4IR offers significant opportunities for Africa’s manufacturing sector
Some may argue that Africa has missed out on the opportunity for large scale industrialisation due to its unpredictable economies, while some point out that many technologies characterised by the fourth industrial revolution (4IR) equips African countries with the ability to leapfrog hurdles.
According to Industrial Development Think Tank, the need to develop digital skills in the manufacturing knowledge-base for South Africa is crucial, and the global economy is undergoing a period of structural and technological transformation with the arrival of the 4IR or Industry 4.0.
The term Industry 4.0 encompasses a promise of a new industrial revolution – one that marries advanced manufacturing techniques with the Internet of Things (IoT) to create manufacturing systems that are not only interconnected but communicate, analyse, and use the information to drive further intelligent action back in the physical world.
Companies, from all sectors across the world, are quickly learning to embrace business in the digital age, and the rate of technology adoption is increasing at a rapid pace.
There’s no doubt that the 4IR offers amazing opportunities in sectors such as education, technology and manufacturing – to name a few. Sustainable and profitable companies of the future will be those that have embraced 4IR.
One analysis predicts that Kenya has less than 15 years to develop its furniture manufacturing capacity, before the cost of production in the US will be lower using robotic production.
According to national sales manager at PFERD South Africa, Dennis Phillips, in order to harness the opportunities presented by the 4IR, Africa requires that the right infrastructure is in place.
“A 4IR future requires certain infrastructure to be in place including a reliable energy supply, faster and better internet connectivity and 5G mobile technology. The latter, for example, will enable the IoT to provide for more productivity and efficiency.”
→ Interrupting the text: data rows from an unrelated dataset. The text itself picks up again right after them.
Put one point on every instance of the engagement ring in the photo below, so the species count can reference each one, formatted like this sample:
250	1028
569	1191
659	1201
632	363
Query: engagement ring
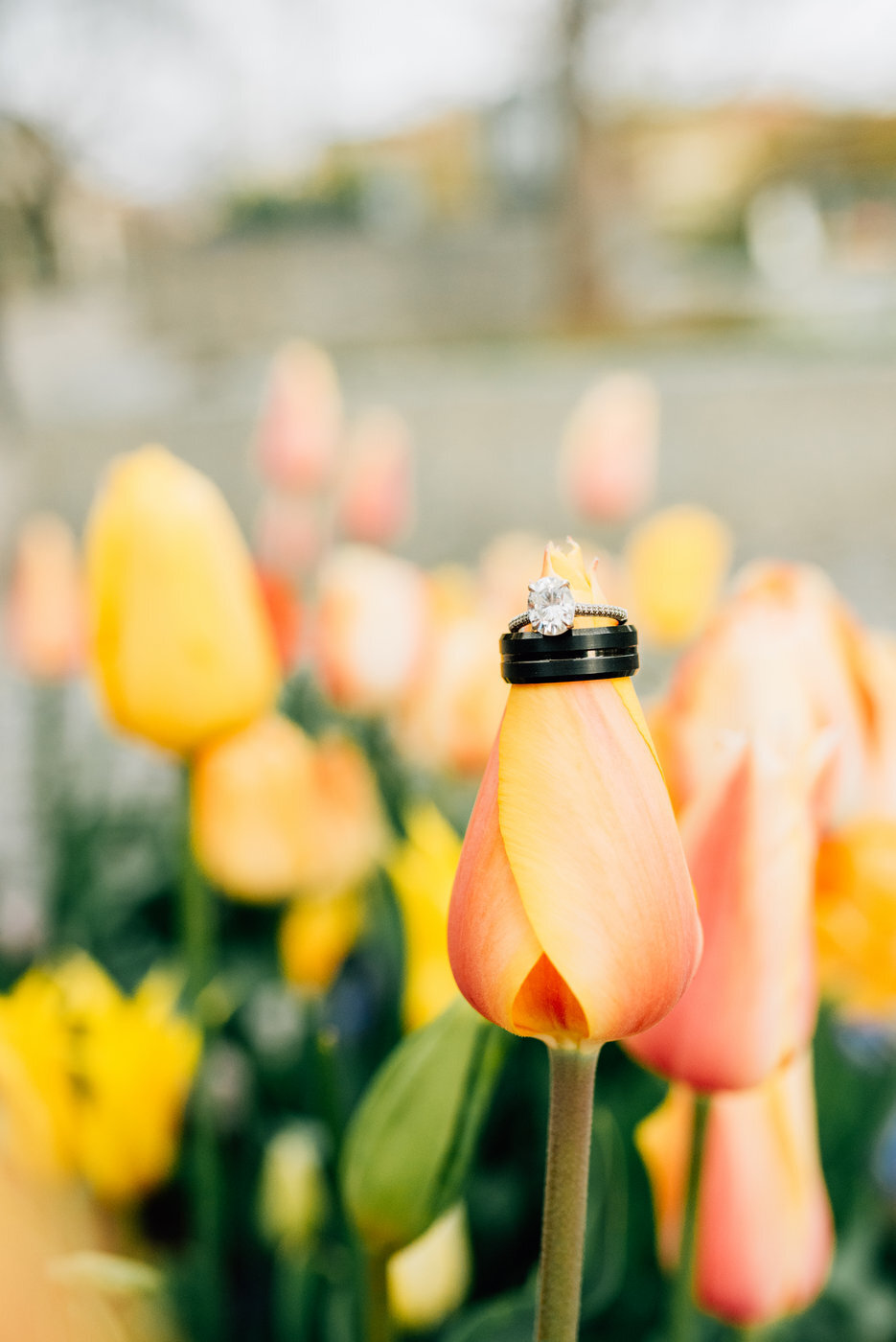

Accelerated digitisation, artificial intelligence, cloud computing, robotics and 3D printing are all key features of the 4IR – and all of them have implications for education and employment.
“The challenge for Africa is that education – particularly in the area of higher education – has tended to lag in STEM subjects (science, technology, engineering and mathematics),” says Phillips.
“These subjects are all critically important in terms of utilising 4IR to its full potential. At a basic education level learners need to be learning how to code and programme from an early age. Tertiary education needs to be focused on ensuring a better match between what they teach and the skills businesses need.”
“In the past year technology has been successfully utilised in the fight to contain the pandemic. Examples of this include a WhatsApp-based interactive artificial intelligence chatbot providing Covid-related advice which was launched in South Africa and the use of drones to deliver protective gear to medical personnel in Rwanda and Ghana.”
“The biggest opportunities as far as 4IR technologies are concerned is in the manufacturing sector. The most significant benefits of 4IR are around automation, including automating routine and repetitive tasks to allow for better productivity and efficiencies. The manufacturing sector is ideally placed to benefit from these advances.”